The army chief of staff of Sao Tome and Principe announced on Sunday the death of four people who had been arrested following the failed coup attempt, which the power claims to have thwarted on the night of Thursday to Friday, deaths on which the Santomean justice will investigate.

"Four human lives were lost," said the Chief of Staff of the Armed Forces, Olinto Paquete, quoted by the government news agency STP-Press.

Prime Minister Patrice Trovoada announced on Friday that he had foiled a coup attempt in this small Portuguese-speaking archipelago, considered a model of parliamentary democracy in Africa.

He said a four-man commando was captured on Friday after six hours of firefights at army headquarters. "Four citizens" with "12 army soldiers" tried to occupy military installations, the chief of staff said.

Regarding the four dead, three of them who had been "captured and neutralized" , died of their "wounds", said Mr Paquete on Sunday, without giving further details on the circumstances of these deaths which remain unclear.

The fourth dead, Arlecio Costa, is a former Santomean mercenary from the sulphurous South African group "Bataillon Buffalo", dismantled in 1993 by Pretoria, who had been accused on Friday by Mr Trovoada of being one of the sponsors.

Here too, the circumstances of his death remain unclear: his arrest was announced by the authorities on Friday and, on Sunday, Mr Paquete explained that he died after "jumping from a vehicle", without giving further details.

In this context, a judicial source contacted by AFP indicated on condition of anonymity the opening of two investigations: the first concerning the attack on the army headquarters, the second on facts of "murder" and "torture" against alleged perpetrators of the coup attempt.

A judicial source was also unable to say whether or not Mr Costa had been arrested at army headquarters with the three other people. In February 2009, then leader of a small opposition party, Mr Costa had already been arrested and accused of being the leader of a thwarted coup attempt 12 days earlier.

At the end of a Council of Ministers held on Sunday, the government "firmly condemned" what it described as a "violent attempt to subvert the constitutional order", while ensuring that "all investigations will be carried out to determine the causes and circumstances of the deaths" , in addition to the investigations to determine the responsibilities of the attempted coup.

The government notably urged hospital services to "properly preserve the bodies" of the victims, adding that an "international team", including a forensic doctor, must join the archipelago to support the teams of investigators.

The president of the Economic Community of Central African States (ECCAS), Gilberto da Piedade Verissimo , and Abdou Barry, head of the UN Office for Central Africa, carried out a "fact-finding mission" this weekend -end in the archipelago, announced the two organizations in a joint press release.

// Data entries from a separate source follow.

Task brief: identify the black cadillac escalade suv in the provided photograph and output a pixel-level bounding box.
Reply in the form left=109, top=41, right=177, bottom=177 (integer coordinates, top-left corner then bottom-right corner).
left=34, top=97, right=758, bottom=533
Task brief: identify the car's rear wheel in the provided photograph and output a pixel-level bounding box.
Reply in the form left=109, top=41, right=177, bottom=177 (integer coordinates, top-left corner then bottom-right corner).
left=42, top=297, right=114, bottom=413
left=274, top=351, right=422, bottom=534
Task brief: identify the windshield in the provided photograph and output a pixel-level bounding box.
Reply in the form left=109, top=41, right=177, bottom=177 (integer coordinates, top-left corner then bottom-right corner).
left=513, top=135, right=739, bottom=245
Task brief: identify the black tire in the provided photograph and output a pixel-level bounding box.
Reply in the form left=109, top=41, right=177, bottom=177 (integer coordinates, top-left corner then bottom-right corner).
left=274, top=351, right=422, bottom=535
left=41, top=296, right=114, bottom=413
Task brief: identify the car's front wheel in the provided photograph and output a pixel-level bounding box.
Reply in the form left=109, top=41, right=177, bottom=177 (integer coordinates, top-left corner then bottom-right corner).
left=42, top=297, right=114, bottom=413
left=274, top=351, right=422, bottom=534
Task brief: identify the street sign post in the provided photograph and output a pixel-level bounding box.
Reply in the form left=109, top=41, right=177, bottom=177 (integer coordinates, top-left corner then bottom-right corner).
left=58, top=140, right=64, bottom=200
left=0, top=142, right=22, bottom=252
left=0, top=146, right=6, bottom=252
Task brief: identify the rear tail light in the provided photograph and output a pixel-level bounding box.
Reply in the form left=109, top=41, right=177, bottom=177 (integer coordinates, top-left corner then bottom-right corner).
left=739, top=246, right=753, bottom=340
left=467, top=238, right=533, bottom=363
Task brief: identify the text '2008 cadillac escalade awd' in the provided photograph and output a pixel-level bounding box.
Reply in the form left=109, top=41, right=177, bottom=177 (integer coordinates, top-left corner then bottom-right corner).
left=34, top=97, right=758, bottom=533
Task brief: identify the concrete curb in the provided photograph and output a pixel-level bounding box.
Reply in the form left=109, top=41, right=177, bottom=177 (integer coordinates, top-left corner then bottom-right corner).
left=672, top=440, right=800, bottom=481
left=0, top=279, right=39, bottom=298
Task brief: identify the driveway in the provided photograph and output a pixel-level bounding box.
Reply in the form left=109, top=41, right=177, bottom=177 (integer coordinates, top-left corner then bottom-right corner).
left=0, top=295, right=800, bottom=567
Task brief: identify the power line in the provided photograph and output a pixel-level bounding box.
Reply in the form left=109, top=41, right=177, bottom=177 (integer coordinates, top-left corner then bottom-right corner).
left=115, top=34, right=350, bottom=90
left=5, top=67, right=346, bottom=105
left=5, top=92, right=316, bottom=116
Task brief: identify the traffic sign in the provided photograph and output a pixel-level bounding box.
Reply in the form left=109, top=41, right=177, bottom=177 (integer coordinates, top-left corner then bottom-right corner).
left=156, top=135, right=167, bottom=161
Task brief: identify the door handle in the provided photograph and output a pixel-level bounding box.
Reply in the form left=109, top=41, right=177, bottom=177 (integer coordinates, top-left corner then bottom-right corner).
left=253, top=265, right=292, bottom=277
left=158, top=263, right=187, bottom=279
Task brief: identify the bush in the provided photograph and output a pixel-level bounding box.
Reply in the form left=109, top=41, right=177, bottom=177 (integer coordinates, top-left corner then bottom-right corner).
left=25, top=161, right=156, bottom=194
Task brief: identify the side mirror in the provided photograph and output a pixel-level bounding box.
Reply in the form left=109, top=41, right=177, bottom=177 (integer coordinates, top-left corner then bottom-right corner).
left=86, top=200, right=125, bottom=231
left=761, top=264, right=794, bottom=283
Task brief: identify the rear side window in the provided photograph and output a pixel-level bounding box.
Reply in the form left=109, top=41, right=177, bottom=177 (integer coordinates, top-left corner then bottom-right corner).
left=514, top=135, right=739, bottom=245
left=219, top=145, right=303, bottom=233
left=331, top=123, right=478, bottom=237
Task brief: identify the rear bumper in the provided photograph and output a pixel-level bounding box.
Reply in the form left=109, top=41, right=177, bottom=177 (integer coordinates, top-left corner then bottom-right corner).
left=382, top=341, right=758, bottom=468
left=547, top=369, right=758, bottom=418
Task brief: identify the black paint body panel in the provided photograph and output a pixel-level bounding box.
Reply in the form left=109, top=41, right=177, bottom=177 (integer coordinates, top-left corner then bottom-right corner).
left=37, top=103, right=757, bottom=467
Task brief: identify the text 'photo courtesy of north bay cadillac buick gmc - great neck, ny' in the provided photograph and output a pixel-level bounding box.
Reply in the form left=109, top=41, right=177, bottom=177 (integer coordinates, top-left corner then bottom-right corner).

Several other people, including the former number 1 of Parliament, Delfim Nevès , were arrested on Friday after being denounced by the commando responsible for the assault on the army headquarters, Mr Trovoada said after the events.

Mr. Nevès was the president of the outgoing National Assembly and lost this function on November 11 during the installation of the new chamber resulting from the legislative elections of September 25, won by an absolute majority by the centre-right party of Mr. Trovoada, Independent Democratic Action (ADI). "Some do not accept the will of the ballot box", had dropped the latter.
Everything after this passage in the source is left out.